Attaching package: 'dplyr'

The following object is masked from 'package:testthat':

    matches

The following objects are masked from 'package:stats':

    filter, lag

The following objects are masked from 'package:base':

    intersect, setdiff, setequal, union

> 
> test_check("fabletools")
Loading required package: fabletools
══ Skipped tests ═══════════════════════════════════════════════════════════════
• On CRAN (1)

══ Failed tests ════════════════════════════════════════════════════════════════
── Error (test-combination.R:9:3): Combination modelling ───────────────────────
Error in `UseMethod("augment")`: no applicable method for 'augment' applied to an object of class "c('tbl_df', 'tbl', 'data.frame')"
Backtrace:
    ▆
 1. ├─testthat::expect_equal(...) at test-combination.R:9:2
 2. │ └─testthat::quasi_label(enquo(object), label, arg = "object")
 3. │   └─rlang::eval_bare(expr, quo_get_env(quo))
 4. ├─dplyr::select(augment(mbl_cmbn), -.model, -.innov)
 5. └─generics::augment(mbl_cmbn)
── Error (test-reconciliation.R:26:3): reconciliation ──────────────────────────
Error in `UseMethod("forecast")`: no applicable method for 'forecast' applied to an object of class "c('tbl_df', 'tbl', 'data.frame')"
Backtrace:
    ▆
 1. ├─fit_agg %>% reconcile(snaive = min_trace(snaive)) %>% ... at test-reconciliation.R:26:2
 2. └─fabletools::forecast(.)

[ FAIL 2 | WARN 0 | SKIP 1 | PASS 280 ]
Error: Test failures
Execution halted

2 errors x | 0 warnings ✓ | 0 notes ✓
DavisVaughan commented 3 years ago

@mitchelloharawild does this look like a bug in [.mbl_df to you?

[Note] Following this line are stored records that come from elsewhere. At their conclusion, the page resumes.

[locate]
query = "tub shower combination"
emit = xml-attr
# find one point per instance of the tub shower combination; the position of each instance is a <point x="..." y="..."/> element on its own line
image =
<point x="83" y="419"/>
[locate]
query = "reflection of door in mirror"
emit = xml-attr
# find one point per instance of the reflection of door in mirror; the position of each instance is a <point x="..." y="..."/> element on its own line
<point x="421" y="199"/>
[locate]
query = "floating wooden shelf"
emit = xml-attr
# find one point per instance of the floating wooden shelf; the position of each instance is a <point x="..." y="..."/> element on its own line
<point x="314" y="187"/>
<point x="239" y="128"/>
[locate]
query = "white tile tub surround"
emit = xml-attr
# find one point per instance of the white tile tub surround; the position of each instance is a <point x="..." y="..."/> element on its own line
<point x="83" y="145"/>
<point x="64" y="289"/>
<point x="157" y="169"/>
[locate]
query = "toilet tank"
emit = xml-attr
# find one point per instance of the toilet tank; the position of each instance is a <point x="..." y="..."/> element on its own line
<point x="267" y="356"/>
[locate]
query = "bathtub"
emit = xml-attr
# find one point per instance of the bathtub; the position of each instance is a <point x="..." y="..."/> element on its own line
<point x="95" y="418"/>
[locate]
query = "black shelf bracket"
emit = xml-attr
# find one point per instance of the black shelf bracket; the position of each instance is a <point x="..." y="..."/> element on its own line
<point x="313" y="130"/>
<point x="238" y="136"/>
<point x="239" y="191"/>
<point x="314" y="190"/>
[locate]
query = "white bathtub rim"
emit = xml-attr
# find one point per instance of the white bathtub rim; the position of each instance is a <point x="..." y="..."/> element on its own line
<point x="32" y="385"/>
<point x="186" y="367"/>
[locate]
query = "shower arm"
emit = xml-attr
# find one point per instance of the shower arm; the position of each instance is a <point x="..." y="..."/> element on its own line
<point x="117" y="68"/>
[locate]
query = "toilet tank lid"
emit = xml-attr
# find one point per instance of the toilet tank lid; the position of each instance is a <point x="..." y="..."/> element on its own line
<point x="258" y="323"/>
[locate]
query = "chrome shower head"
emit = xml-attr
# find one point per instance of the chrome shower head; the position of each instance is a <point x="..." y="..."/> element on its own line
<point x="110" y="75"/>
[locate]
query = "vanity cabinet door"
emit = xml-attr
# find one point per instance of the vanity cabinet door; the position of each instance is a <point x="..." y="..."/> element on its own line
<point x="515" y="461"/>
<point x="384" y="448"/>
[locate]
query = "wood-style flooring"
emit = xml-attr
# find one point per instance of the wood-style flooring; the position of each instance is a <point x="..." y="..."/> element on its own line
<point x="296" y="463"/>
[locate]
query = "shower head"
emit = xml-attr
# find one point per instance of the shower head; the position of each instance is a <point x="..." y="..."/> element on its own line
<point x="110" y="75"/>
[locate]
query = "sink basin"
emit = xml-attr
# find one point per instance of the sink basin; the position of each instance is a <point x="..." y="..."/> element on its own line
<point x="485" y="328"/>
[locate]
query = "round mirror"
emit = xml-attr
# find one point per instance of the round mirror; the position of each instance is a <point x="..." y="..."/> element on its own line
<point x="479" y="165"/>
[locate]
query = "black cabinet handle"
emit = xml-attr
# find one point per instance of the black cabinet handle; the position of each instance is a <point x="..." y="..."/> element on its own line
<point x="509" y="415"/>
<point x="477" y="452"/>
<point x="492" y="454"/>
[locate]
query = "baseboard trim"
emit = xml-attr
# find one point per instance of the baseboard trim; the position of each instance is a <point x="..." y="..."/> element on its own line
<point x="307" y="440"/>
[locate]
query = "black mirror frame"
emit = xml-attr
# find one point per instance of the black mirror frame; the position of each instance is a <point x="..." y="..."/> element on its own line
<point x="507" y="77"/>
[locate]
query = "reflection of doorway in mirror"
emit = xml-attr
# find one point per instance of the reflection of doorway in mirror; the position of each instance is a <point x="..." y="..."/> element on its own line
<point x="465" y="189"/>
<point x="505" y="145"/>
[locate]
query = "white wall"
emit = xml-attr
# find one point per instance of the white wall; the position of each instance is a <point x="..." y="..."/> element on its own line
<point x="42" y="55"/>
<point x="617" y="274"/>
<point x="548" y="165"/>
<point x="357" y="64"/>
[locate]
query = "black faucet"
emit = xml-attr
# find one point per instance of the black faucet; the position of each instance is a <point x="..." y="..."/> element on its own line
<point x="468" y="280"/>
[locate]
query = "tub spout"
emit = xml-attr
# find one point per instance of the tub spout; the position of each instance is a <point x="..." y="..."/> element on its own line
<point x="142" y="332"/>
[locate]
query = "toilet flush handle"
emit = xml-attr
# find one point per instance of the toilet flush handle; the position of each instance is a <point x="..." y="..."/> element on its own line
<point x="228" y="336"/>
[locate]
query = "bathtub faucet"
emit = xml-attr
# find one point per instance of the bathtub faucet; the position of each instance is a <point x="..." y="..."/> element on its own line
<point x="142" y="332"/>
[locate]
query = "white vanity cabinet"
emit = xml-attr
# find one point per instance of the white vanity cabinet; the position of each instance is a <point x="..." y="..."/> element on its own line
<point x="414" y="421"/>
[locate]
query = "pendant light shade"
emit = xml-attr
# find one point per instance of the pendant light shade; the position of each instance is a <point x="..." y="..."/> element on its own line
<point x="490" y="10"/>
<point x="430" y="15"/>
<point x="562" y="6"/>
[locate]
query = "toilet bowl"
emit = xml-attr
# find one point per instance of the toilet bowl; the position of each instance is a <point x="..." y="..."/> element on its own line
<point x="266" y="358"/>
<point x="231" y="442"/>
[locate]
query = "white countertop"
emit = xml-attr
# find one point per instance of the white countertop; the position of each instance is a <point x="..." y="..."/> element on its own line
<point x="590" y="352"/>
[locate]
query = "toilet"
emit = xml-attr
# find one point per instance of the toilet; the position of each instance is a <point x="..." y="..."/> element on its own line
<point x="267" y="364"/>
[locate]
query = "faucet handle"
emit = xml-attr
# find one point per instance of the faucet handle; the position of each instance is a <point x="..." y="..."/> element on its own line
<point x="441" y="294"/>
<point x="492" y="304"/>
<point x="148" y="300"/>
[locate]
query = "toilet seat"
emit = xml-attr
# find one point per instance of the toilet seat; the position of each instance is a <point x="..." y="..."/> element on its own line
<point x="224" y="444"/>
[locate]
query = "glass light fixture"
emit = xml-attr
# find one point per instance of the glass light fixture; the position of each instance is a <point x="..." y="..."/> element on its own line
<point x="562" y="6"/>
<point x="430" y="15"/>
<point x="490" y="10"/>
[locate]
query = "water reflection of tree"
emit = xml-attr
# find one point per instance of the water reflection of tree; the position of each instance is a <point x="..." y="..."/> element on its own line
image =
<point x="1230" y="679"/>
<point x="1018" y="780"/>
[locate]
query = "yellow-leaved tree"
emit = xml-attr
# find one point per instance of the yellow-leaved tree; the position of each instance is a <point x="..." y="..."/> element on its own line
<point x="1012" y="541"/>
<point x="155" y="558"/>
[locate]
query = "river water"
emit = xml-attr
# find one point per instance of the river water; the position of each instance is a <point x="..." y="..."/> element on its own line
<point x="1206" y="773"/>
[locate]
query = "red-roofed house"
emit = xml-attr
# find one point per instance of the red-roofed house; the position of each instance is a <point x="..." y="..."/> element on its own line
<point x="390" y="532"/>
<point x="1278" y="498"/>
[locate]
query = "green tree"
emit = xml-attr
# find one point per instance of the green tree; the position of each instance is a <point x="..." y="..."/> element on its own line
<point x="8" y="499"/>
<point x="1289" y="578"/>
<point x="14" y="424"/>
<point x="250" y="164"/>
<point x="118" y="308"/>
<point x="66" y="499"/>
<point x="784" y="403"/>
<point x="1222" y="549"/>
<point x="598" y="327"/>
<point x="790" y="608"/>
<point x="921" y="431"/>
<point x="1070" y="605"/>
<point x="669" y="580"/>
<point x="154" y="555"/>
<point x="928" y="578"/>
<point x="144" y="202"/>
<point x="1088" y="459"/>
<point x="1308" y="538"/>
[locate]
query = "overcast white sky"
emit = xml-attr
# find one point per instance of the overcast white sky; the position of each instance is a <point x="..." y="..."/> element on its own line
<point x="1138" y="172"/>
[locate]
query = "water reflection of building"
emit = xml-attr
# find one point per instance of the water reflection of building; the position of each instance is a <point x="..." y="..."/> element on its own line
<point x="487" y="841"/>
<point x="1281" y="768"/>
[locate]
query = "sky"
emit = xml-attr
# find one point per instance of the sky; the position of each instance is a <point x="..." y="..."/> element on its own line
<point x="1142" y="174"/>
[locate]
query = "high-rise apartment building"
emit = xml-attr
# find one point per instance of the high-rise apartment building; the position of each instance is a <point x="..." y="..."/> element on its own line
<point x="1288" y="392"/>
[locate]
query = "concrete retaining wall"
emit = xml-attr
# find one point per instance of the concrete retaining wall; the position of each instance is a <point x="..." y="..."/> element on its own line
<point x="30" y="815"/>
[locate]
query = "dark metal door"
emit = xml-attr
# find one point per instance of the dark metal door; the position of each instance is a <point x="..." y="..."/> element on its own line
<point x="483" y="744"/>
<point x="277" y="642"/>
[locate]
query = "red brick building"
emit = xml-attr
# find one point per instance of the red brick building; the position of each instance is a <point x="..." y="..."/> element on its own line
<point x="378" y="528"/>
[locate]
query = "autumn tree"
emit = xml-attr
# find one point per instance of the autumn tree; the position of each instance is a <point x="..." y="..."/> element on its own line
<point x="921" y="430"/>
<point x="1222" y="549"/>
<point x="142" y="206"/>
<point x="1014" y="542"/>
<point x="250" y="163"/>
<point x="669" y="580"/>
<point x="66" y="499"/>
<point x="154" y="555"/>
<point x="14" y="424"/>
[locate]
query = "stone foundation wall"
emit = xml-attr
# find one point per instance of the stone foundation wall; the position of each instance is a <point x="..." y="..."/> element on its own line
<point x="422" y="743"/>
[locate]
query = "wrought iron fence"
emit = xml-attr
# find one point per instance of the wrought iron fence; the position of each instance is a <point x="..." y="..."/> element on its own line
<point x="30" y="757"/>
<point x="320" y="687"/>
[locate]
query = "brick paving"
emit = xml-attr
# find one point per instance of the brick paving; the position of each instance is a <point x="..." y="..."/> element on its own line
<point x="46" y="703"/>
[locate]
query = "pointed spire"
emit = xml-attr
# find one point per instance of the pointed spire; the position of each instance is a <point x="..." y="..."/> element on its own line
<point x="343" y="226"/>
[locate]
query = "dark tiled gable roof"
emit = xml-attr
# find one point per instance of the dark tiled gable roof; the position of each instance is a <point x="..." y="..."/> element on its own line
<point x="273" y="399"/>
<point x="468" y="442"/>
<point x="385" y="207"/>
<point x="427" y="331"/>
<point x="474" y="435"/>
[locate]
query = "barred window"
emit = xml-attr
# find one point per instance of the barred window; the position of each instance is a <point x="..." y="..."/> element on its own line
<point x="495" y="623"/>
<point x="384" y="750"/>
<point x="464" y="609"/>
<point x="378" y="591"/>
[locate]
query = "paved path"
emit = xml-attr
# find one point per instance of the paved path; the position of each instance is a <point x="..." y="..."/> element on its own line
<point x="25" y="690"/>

Here is a minimal reprex that is completely separate from dplyr:

library(fabletools)
library(fable)

lung_deaths_agg <- as_tsibble(cbind(mdeaths, fdeaths)) %>%
  aggregate_key(key, value = sum(value))

df_mable <- lung_deaths_agg %>%
  model(lm = TSLM(value ~ trend() + season()))

# A mable
df_mable
#> # A mable: 3 x 2
#> # Key:     key [3]
#>   key               lm
#>   <chr*>       <model>
#> 1 fdeaths       <TSLM>
#> 2 mdeaths       <TSLM>
#> 3 <aggregated>  <TSLM>

# Not a mable?
df_mable[c("key", "lm")]
#> # A tibble: 3 × 2
#>   key               lm
#>   <chr*>       <model>
#> 1 fdeaths       <TSLM>
#> 2 mdeaths       <TSLM>
#> 3 <aggregated>  <TSLM>

I think the if (n_keys(x) != length(kv)) { condition of [.mbl_df isn't quite right?

mitchelloharawild commented 2 years ago

Thanks @DavisVaughan & @romainfrancois - yes this is a bug on my end.

Assuming this is found from revdep checks in preparation of a dplyr release, when should I push an update of fabletools to CRAN?

romainfrancois commented 2 years ago

We plan to release in a few weeks. The sooner, the better I'd say.